Some might ask, "What is the harm in this beyond annoying you personally?". I believe that the overuse of "Smell" leads to a culture of negativity and un-constructive criticism. I believe that stopping at declaring something a "Smell" without further investigation prevents people from learning and understanding the process of making difficult tradeoffs in designing systems, processes, and organizations. Finally, I believe that it leads to faulty decision making. The weight of "Smell"-accusations can add up to such an extent that well considered trade-offs are ignored.

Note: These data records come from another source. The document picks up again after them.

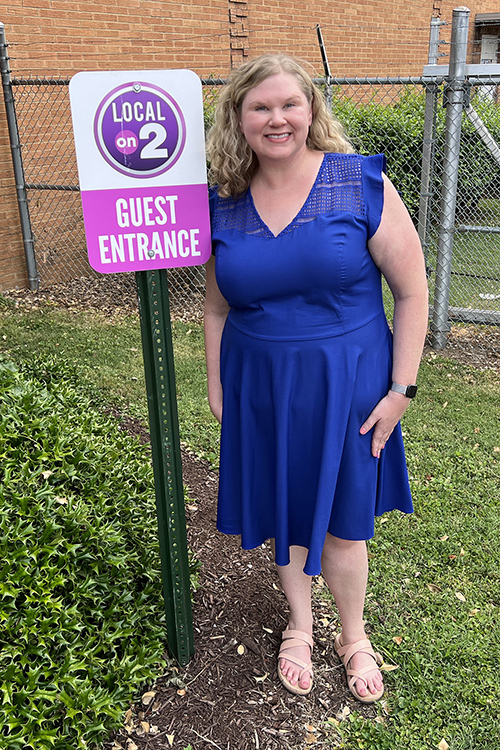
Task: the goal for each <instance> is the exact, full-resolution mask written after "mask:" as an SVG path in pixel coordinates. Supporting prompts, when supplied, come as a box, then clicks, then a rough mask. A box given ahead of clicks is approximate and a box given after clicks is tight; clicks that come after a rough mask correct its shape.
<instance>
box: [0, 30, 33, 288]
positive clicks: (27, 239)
mask: <svg viewBox="0 0 500 750" xmlns="http://www.w3.org/2000/svg"><path fill="white" fill-rule="evenodd" d="M0 69H1V74H2V86H3V95H4V99H5V111H6V114H7V126H8V129H9V140H10V148H11V151H12V163H13V165H14V179H15V181H16V191H17V204H18V206H19V216H20V219H21V232H22V235H23V243H24V254H25V257H26V270H27V273H28V281H29V286H30V289H32V290H34V291H36V290H38V287H39V285H40V277H39V275H38V270H37V267H36V258H35V247H34V242H33V232H32V230H31V221H30V214H29V208H28V193H27V191H26V184H25V179H24V169H23V160H22V157H21V143H20V141H19V129H18V127H17V118H16V109H15V105H14V97H13V95H12V83H11V78H10V67H9V56H8V53H7V41H6V39H5V25H4V24H3V23H1V22H0Z"/></svg>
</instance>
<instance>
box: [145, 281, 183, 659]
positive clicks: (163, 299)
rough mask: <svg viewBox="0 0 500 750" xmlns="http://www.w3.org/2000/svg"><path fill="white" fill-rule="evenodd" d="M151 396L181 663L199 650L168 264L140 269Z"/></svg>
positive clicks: (166, 575)
mask: <svg viewBox="0 0 500 750" xmlns="http://www.w3.org/2000/svg"><path fill="white" fill-rule="evenodd" d="M135 277H136V283H137V296H138V299H139V312H140V317H141V333H142V350H143V355H144V371H145V376H146V389H147V396H148V410H149V428H150V434H151V450H152V454H153V471H154V478H155V494H156V509H157V516H158V534H159V539H160V556H161V571H162V580H163V595H164V599H165V612H166V616H167V633H168V646H169V649H170V651H171V653H172V654H173V655H174V656H175V657H176V659H177V661H178V662H179V664H180V665H181V666H184V665H186V664H187V663H188V662H189V660H190V658H191V656H192V655H193V653H194V641H193V623H192V614H191V595H190V585H189V568H188V551H187V537H186V518H185V510H184V490H183V483H182V464H181V451H180V439H179V421H178V414H177V399H176V389H175V372H174V355H173V347H172V331H171V325H170V308H169V297H168V281H167V272H166V270H165V269H161V270H156V271H138V272H136V275H135Z"/></svg>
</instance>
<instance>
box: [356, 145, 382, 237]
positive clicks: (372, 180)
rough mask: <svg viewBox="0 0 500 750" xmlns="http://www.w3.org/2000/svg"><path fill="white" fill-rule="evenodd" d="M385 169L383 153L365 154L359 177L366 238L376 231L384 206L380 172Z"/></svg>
mask: <svg viewBox="0 0 500 750" xmlns="http://www.w3.org/2000/svg"><path fill="white" fill-rule="evenodd" d="M385 171H386V160H385V156H384V154H376V155H375V156H365V157H364V158H363V161H362V164H361V179H362V183H363V197H364V202H365V209H366V215H367V218H368V239H370V238H371V237H373V235H374V234H375V232H376V231H377V229H378V227H379V224H380V220H381V218H382V209H383V208H384V180H383V178H382V174H383V173H384V172H385Z"/></svg>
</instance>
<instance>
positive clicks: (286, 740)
mask: <svg viewBox="0 0 500 750" xmlns="http://www.w3.org/2000/svg"><path fill="white" fill-rule="evenodd" d="M116 283H117V282H116V279H113V280H112V281H111V280H110V281H108V280H107V279H104V280H103V279H102V278H100V279H99V280H96V279H76V280H74V281H73V282H71V283H70V284H66V285H53V286H52V287H50V288H47V289H46V290H44V291H43V292H40V293H38V294H34V293H33V292H29V291H28V290H18V291H16V292H10V293H5V294H4V296H6V297H10V298H11V299H12V300H13V301H14V302H15V303H16V304H17V305H25V306H30V307H33V306H43V305H47V304H48V305H54V306H61V307H66V308H67V309H68V310H69V311H72V310H74V311H77V310H81V309H85V308H87V309H95V310H99V311H101V312H103V313H104V314H107V315H114V314H116V315H122V314H123V313H124V312H133V311H134V312H135V311H136V309H137V303H136V299H135V294H134V293H133V290H134V285H133V280H132V279H125V278H123V280H122V281H121V284H122V287H123V289H121V290H120V293H117V288H116ZM185 316H186V311H185V310H184V311H182V313H179V314H178V315H176V314H175V311H174V310H172V317H177V318H185ZM195 317H198V316H195ZM428 351H430V352H432V350H428ZM443 354H445V356H447V357H453V358H455V359H457V360H458V361H461V362H463V363H465V364H468V365H471V366H474V367H484V368H494V369H500V327H497V328H494V327H485V326H471V325H469V326H453V327H452V330H451V332H450V335H449V338H448V344H447V347H446V350H445V351H444V352H443ZM117 416H119V417H120V419H121V421H122V426H123V428H124V429H127V431H129V432H131V433H132V434H138V435H139V437H141V439H142V440H147V439H148V436H147V432H146V431H145V429H144V427H143V426H142V425H141V424H140V423H139V422H137V421H136V420H134V419H131V418H128V417H126V416H123V415H117ZM183 473H184V482H185V484H186V485H187V487H188V494H189V497H190V498H193V501H192V502H189V503H188V504H187V508H186V511H187V523H188V542H189V545H190V548H191V549H192V550H193V552H194V553H195V555H196V556H197V558H198V559H199V561H200V563H201V569H200V573H199V587H198V589H197V591H196V592H195V593H194V603H193V621H194V637H195V654H194V657H193V658H192V659H191V661H190V663H189V664H188V666H187V667H186V668H184V669H181V668H179V671H178V672H177V673H176V679H175V680H174V683H175V684H174V683H173V682H172V672H171V671H169V672H168V673H167V674H166V675H164V676H163V677H161V678H160V679H159V680H158V681H157V682H156V684H155V685H152V686H149V689H147V688H145V691H146V692H145V694H143V696H142V700H141V699H139V700H138V703H137V704H135V705H133V706H131V707H130V710H129V711H128V712H127V713H126V715H125V718H124V727H123V730H122V731H120V732H119V733H117V734H116V736H115V737H114V738H112V739H111V740H110V742H109V743H107V744H106V750H108V748H109V749H111V748H114V750H120V749H121V748H122V749H123V750H160V749H162V750H163V749H165V748H170V747H172V748H174V750H185V748H188V747H189V746H191V748H192V750H212V749H213V748H218V750H240V749H242V750H243V748H244V749H245V750H252V749H257V750H259V749H260V748H265V749H266V750H275V749H278V748H288V749H289V750H299V749H300V750H303V748H306V747H309V746H312V747H314V746H315V747H317V748H321V747H324V748H326V747H328V748H332V747H333V748H334V747H336V746H338V747H340V746H341V741H340V735H339V731H338V728H337V727H338V725H339V723H340V722H342V721H344V720H345V719H347V717H348V716H349V714H350V712H351V711H354V710H356V712H357V713H361V714H362V715H363V716H365V717H366V718H370V719H372V720H377V721H383V720H384V714H385V703H384V701H381V702H380V703H379V704H377V706H364V705H362V704H360V703H358V702H356V701H355V700H354V699H353V698H352V696H351V694H350V693H349V692H348V690H347V687H346V681H345V676H344V673H343V669H342V668H341V666H340V665H339V661H338V659H337V657H336V655H335V653H334V650H333V639H334V635H335V633H336V632H337V631H338V629H339V621H338V616H337V614H336V612H335V610H334V608H333V606H332V604H331V601H327V600H326V599H325V597H324V596H323V593H324V590H325V584H324V582H323V579H322V577H321V576H319V577H317V578H315V579H314V583H313V610H314V617H315V632H314V637H315V651H314V655H313V662H314V670H315V678H314V681H315V682H314V688H313V691H312V693H311V694H310V695H309V696H307V697H299V696H293V695H291V694H289V693H288V692H286V690H285V689H284V688H283V687H282V685H281V683H280V682H279V680H278V678H277V652H278V648H279V643H280V639H281V632H282V630H284V629H285V627H286V622H287V620H286V602H285V599H284V596H283V594H282V592H281V590H280V587H279V582H278V578H277V574H276V571H275V568H274V565H273V562H272V555H271V551H270V549H269V548H268V547H266V546H264V547H262V548H259V549H256V550H253V551H250V552H246V551H244V550H241V549H240V546H239V539H238V538H235V537H229V536H224V535H222V534H220V533H218V532H217V531H216V528H215V517H216V496H217V474H216V473H215V472H213V471H212V470H211V469H210V468H209V466H208V465H207V464H205V463H203V462H200V461H198V460H196V459H195V457H193V456H192V455H190V454H189V453H188V452H184V453H183ZM385 682H386V687H387V688H388V690H389V691H390V677H389V679H386V680H385Z"/></svg>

So what should one do instead. If you identify a "Smell", don't just say "This might be a smell" and leave it there. Commit to examining the source of the "Smell" and determine whether or not it's an actual problem. If it's indicative of a problem articulate what that problem is and begin to work on a solution. Record this organizational/process "Smell", note what larger problem it was indicative of, and document its solution.

If we as an industry commit to this kind of close inspection of our problems, we will all be better off.